Instructional leadership in elementary science : how are school leaders positioned to lead in a next generation science standards era?
Background: Science poses a unique challenge to the elementary curriculum landscape, because traditionally elementary teachers report low levels of self-efficacy in this subject. Instructional leadership in elementary science therefore, becomes important for a successful integration of a new science education agenda. The Next Generation Science Standards (NGSS) are K-12 science content standards available for adoption by states and school districts in the U.S. Principals are important actors during policy implementation since they are charged with assuming the role of an instructional leader for their teachers in all subject areas.
Purpose: This study gathered self-reported survey data from public elementary principals that pertain to their background and experiences in science, and then relate these data to their levels of self-efficacy and instructional leadership capacity for science. The study answers the following three research questions: (1) What type of science backgrounds do elementary principals have? (2) What indicators predict if elementary principals will engage in instructional leadership behaviors in science? (3) Does self-efficacy mediate the relationship between science background and capacity for instructional leadership in science?
Data Collection and Analysis: A questionnaire was created by combining two existing subscales to measure instructional leadership practices and self-efficacy in science, and also a series of objective questions to address principals’ background experiences and demographic information.
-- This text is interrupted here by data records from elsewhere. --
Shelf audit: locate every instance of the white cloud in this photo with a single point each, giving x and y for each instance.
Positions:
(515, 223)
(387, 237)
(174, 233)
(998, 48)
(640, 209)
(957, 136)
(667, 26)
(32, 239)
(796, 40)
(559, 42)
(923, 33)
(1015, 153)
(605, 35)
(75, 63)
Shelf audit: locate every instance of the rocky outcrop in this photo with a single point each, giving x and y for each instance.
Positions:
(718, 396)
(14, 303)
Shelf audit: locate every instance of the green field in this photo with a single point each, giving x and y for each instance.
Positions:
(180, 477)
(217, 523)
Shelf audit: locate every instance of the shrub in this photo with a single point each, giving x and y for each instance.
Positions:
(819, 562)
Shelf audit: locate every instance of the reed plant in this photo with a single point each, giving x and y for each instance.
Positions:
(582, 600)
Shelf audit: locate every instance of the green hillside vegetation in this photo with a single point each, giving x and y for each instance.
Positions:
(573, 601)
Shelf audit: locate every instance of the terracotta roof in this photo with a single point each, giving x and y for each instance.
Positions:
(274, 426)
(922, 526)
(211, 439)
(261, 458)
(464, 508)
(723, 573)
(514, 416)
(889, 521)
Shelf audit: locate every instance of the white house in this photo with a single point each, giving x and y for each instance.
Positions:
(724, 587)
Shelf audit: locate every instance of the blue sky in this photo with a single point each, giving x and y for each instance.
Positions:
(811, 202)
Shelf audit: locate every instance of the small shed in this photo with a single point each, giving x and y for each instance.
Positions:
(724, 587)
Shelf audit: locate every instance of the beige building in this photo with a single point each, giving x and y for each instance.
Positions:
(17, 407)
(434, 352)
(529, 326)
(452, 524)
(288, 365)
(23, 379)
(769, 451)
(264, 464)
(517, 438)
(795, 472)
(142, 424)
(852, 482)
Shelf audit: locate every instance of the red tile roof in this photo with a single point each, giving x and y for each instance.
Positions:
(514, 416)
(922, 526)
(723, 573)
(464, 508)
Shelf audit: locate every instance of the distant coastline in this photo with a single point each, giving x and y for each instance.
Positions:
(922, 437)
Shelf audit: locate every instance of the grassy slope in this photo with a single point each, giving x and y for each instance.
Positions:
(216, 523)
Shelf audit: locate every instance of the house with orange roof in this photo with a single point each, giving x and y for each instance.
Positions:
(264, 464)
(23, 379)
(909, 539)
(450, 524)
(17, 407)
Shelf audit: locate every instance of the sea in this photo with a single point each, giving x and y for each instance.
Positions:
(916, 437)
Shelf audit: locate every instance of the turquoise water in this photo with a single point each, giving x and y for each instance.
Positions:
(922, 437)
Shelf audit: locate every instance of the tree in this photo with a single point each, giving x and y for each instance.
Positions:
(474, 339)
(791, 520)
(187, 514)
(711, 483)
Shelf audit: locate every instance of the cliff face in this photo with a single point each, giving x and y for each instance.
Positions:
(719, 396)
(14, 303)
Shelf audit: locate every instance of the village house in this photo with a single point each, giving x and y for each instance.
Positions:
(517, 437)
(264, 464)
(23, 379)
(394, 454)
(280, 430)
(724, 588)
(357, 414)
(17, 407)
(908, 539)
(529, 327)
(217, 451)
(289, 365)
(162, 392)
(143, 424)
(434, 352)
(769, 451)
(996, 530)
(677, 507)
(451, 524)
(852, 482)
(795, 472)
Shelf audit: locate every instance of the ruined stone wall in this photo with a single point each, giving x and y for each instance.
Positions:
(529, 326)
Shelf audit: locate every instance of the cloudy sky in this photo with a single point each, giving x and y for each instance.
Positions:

Public school elementary principals serving in 13 states that formally adopted the NGSS through legislative action provided the data analyzed in this study (N = 667). The survey data were analyzed quantitatively for descriptive statistics to answer the first research question, inferential statistics through an Ordinary Least Squares (OLS) hierarchal regression analysis to answer the second, and a mediation analysis to answer the third research question.
Findings: The sample data show that 21% of the elementary principals have a formal science degree and 26% have a degree in a STEM field. Most principals have not had recent experience teaching science (75.86%), nor were they every strictly a science teacher (86.66%). The hierarchical regression analysis suggests that there is evidence that both demographic and experiential variables predict instructional leadership practices in science. The analysis also suggests that self-efficacy is a mediating variable for principals’ science teaching experiences related to instructional leadership behaviors.
Conclusions: The data from this research reveal potential (a) leadership development opportunities, (b) training and recruitment needs of school districts, (c) areas in need of attention in principal preparation programs, and (d) directions for policy implementation to leverage principal capacity. The findings provide evidence to assist in identifying ways elementary principals could be better prepared to be instructional leaders for their teachers, especially in those settings where the implementation of the NGSS is underway.